Hoping gender equality would boost the nation’s economic revival, Mao declared that “women hold up half the sky” back in the 1950s.
Propaganda art that followed depicted muscular women working alongside men in all kinds of professions, encouraging society to see them as equals. Today, a higher proportion of Chinese women occupy positions of professional power than in other, more developed, East Asian nations.
Yet in a traditionally Confucian society, women are also expected to be good wives, mothers and daughters. They face the difficult task of fulfilling the dual roles established by divergent cultural and political values. This is not only a challenge for individual women, but for Chinese media, whose characters rarely exhibit both professional competence and strong commitments to their partners and families.
In fact, the most common female archetypes either revert back to antiquated notions of beauty—women who are demure and delicate—or borrow from Western ideas of total independence and sexual liberation, as evidenced in Chinese imitations of Sex and the City. Neither approach deals with the more complex, negotiated identities of modern Chinese women.
Technology giants Baidu and Youku both came under fire for their sites’ International Women’s Day doodles this year, which landed heavily on the demure and delicate side of the ledger. Baidu featured a young girl on top of a music box, who, when wound up, transformed into a princess, while Youku showed a woman drinking tea in a rocking chair, nestled in a frame of flowers.

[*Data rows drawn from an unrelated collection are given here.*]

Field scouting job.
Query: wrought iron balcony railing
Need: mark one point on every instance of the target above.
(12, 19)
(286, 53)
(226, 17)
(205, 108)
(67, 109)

On the flip side, the immensely popular Tiny Times movie franchise, which is due to release its fourth episode this year, gives a spectacularly superficial account of Chinese career women. Beauties draped head to toe in designer clothing have affairs with handsome metrosexual men and engage in workplace conflicts with equally good-looking male bosses.
More promising is a new direction led by sports brands. This may be unsurprising to readers in the West, where the category has historically promoted female empowerment, as evidenced in Nike’s 1980s ‘Be as tough as she is’ ads. But in China, where there’s minimal support for athletics, it’s astounding to see sports communications leading this shift.
Initially sports brands continued to cast Chinese women in a feminine light. In Li Ning’s 2009 ‘Inner shine’ campaign, women were shown as slim, peaceful and pristine. But in 2012, Nike and W+K broke away from these images with its ‘Be amazing’ campaign. The spot featured a sweaty, frazzled Ella, the singer from Taiwanese girl band S.H.E, after a workout. Nike was also one of the first brands in any category to address familial and societal pressures young girls commonly face in China, including a love/hate relationship with the mirror and pressure to conceal their curves.
Meanwhile, Adidas has been pushing its ‘All in for #mygirls’ message, which celebrates the sisterhood of sports. The campaign, which has run since 2013, hopes to encourage women to break personal bests through the support of their (sisters). While Adidas concentrates on the lifestyle and social bonding aspects of sports, its women’s campaigns still endeavour to break with feminine norms by, for instance, showing female traceurs running off course instead of running ‘properly’ on a defined track.
Outside of sports, however, few brands are celebrating female intelligence, creativity and effort, despite a number of excellent real-world role models: Chai Jing for her self-financed documentary Under the Dome, Cao Fei for her significant contribution to Chinese contemporary art, or Ma Jiajia as an inspirational post-90s entrepreneur who opened a sex shop after graduating.
So the question remains, when will advertisers catch up? Dove’s ‘Real beauty’ campaign has been around since 2004, but there’s only been one major adaptation for the China market—the 2013 ‘Real beauty sketches’. Car ads still put women outside the car or in the passenger seat, even though the number of female drivers has risen more than 11 times in the past 10 years, compared to just 7.4 times for men.
Returning to Mao, Scholars Tina Mai Chen and Harriet Evans argue that propaganda poster depictions of women were not as radically feminist as some have imagined. Those women’s hard, muscular bodies were merely clones of male bodies, and in images that showed women working side-by-side with men they were almost always put in a subordinate role. Perhaps contemporary media portrayals of women are not regressive, but neither are they progressive. That leaves real opportunities for brands that can find ways to resonate with the complex lived realities of contemporary Chinese women.